Cette position du PNUD, à travers les objectifs de développement durable (ODD),  ne constitue pas la seule cause de la faim dans le monde. Parlant de l’instabilité climatique, nous savons certes qu’elle engendre des irrégularités saisonnières, mais faudrait-il inviter à ne pas tout attribuer à ce phénomène. Cette crise alimentaire n’est pas sans connotation politique. Comme dit Jean Ziegler, homme politique, altermondialiste et sociologue suisse, dans l’Empire de la Honte publié dans les éditions Fayard en 2005, un monde qui a faim n’a plus honte de se livrer à des pratiques vulgaires. «Souffrant de son déshonneur, l’affamé, le chômeur, l’homme humilié ravale sa honte aussi longtemps qu’il croit sa situation immuable. Il se transforme en combattant, en insurgé, en révolté dès lors que l’espoir pointe, dès lors que la prétendue fatalité révèle ses failles. La victime
devient alors acteur de son destin
», indiquait-il.

Chose qui laisse entendre que cette crise alimentaire mondiale, dont on ne cesse de se plaindre, ne relève que de ce qu’il appelle la « rareté organisée ». Une situation créée par des grandes puissances pour déstabiliser des pays en développement dans le seul but de tirer meilleur profit de leurs ressources. C’est dans ce contexte qu’il avance : « Quant à la faim, on invoque bien souvent le climat pour l’expliquer… alors que les conditions climatiques sont infiniment plus dures dans l’hémisphère nord, où les gens mangent, que dans l’hémisphère sud, où ils périssent de sous-alimentation et de faim. »

Alors, comment comprendre ce paradoxe ? La rudesse du climat dans l’hémisphère nord n’a aucun impact sur son  alimentation. Faut-il s’allier, à ce titre, à la version du PNUD pour dire que c’est parce que la population de cet hémisphère sait mieux gérer ses aliments que celle de l’hémisphère sud ?

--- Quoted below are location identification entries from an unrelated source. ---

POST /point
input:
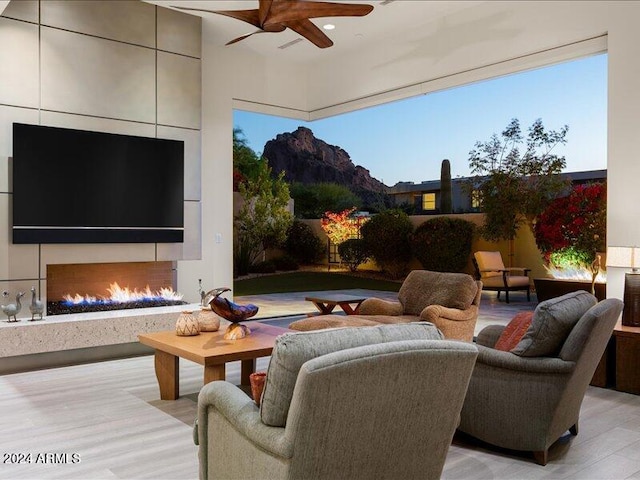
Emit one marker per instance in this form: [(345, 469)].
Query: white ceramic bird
[(37, 306), (13, 309)]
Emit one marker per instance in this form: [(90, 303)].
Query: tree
[(515, 186), (573, 228), (263, 219), (246, 162)]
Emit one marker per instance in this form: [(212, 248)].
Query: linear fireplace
[(77, 288)]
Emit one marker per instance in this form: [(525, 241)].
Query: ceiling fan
[(277, 15)]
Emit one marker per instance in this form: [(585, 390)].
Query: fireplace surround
[(95, 280)]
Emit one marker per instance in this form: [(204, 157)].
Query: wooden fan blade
[(249, 16), (242, 37), (264, 7), (285, 11), (309, 31), (268, 29)]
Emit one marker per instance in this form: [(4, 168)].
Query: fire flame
[(125, 295)]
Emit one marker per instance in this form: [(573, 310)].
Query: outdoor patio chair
[(496, 277)]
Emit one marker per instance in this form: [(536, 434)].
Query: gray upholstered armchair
[(527, 398), (349, 403)]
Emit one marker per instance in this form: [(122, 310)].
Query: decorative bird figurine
[(13, 309), (230, 311), (36, 307)]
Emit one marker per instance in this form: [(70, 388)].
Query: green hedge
[(443, 244)]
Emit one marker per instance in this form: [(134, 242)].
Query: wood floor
[(108, 420)]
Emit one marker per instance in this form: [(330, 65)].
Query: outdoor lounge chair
[(495, 276)]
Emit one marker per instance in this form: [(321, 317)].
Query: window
[(475, 199), (428, 201)]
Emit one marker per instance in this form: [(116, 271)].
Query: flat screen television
[(76, 186)]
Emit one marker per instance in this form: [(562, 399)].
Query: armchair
[(448, 300), (525, 399), (495, 276), (353, 408)]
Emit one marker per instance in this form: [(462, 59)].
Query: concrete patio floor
[(492, 310)]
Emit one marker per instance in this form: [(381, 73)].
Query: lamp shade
[(628, 257)]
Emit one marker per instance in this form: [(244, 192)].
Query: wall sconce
[(628, 257)]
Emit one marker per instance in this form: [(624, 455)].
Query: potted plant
[(569, 233)]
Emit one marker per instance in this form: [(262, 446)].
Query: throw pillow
[(514, 331), (292, 350), (552, 322)]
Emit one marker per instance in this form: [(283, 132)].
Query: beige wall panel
[(16, 261), (18, 63), (122, 20), (191, 138), (26, 10), (97, 77), (8, 115), (192, 246), (179, 84), (80, 122), (96, 253), (179, 32)]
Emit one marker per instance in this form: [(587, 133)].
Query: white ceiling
[(387, 23)]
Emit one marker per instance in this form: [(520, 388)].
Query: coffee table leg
[(168, 375), (325, 308), (213, 372), (346, 308), (247, 367)]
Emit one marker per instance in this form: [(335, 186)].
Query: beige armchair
[(527, 398), (448, 300), (359, 403), (495, 276)]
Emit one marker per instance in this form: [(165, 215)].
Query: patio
[(119, 428), (292, 305)]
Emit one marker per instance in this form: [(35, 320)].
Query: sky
[(407, 140)]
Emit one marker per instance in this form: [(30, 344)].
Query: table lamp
[(628, 257)]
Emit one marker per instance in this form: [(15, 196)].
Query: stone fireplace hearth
[(97, 280)]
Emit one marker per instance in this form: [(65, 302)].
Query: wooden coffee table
[(326, 303), (209, 349)]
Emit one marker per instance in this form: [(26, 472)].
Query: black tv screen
[(76, 186)]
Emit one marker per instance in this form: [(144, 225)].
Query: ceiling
[(387, 23)]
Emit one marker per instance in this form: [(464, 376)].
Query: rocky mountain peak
[(307, 159)]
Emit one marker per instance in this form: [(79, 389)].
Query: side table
[(627, 341)]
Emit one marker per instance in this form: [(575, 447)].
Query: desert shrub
[(443, 244), (268, 266), (286, 263), (386, 238), (303, 244), (353, 252)]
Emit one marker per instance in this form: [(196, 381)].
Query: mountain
[(307, 159)]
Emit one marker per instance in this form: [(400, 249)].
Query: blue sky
[(406, 140)]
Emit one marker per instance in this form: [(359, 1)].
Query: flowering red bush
[(575, 224), (342, 225)]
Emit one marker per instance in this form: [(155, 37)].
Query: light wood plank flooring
[(109, 415)]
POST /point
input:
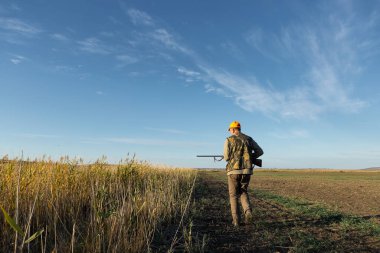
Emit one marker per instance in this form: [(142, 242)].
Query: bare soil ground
[(356, 192), (275, 228)]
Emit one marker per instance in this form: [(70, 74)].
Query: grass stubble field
[(68, 206)]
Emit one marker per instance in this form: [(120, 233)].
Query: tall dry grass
[(89, 208)]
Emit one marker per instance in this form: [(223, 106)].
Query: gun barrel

Certes, on pourrait croire que nous périssons dans la « théorie du complot ». Mais ce qui est sûr, c’est qu’un pays qui vit dans l’insécurité alimentaire n’est pas un pays paisible. Ainsi, ce miroir est celui de la crise malienne où toutes les conditions sont créées pour affamer les populations à cause d’un soi-disant conflit interethnique qui empêche d’abord toute production d’aliments et crée, pour ainsi dire, les conditions favorables à l’installation de la famine. Chose qui ne fera qu’aggraver la crise. Cela profitera-t-il à qui ? À ceux qui ont délocalisé ladite crise du Nord au centre.

Cette situation, bien vrai qu’à ses débuts nous l’ayons expliquée comme une manifestation du changement climatique, ne relève que de cette « rareté organisée ». Cela correspond à l’explication que donne M. Ziegler en ces termes: « Dans l’empire de la honte, gouverné par la rareté organisée, la guerre n’est plus épisodique, elle est permanente. Elle ne constitue plus une pathologie, mais la normalité. Elle n’équivaut plus à une éclipse de la
raison. Elle est la raison d’être de l’empire lui-même.
 » C’est ce qui l’amène à faire comprendre que dans notre monde  contemporain, « Quiconque meurt de faim meurt assassiné. »

Pour se retrouver de cette cacophonie, il importe une prise de conscience générale des citoyens des pays en développement, qui sont ceux qui souffrent le plus de cette anomalie. Certes, il faut veiller à la stabilisation du climat, mais il ne faudrait pas aller jusqu’à attribuer tous les maux du monde à ce phénomène.  Vu que la rareté s’est déjà installée, il faudrait développer des attitudes de conservation du peu que nous avons. Pour ce faire, il importe de s’atteler au recyclage. En plus, sur le plan politique, les conditions d’une autarcie économique, pour épauler les efforts des citoyens, sont nécessaires. L’atteinte de l’objectif 12 des ODD sera plus rapide si nous tenons compte de tous ces paramètres.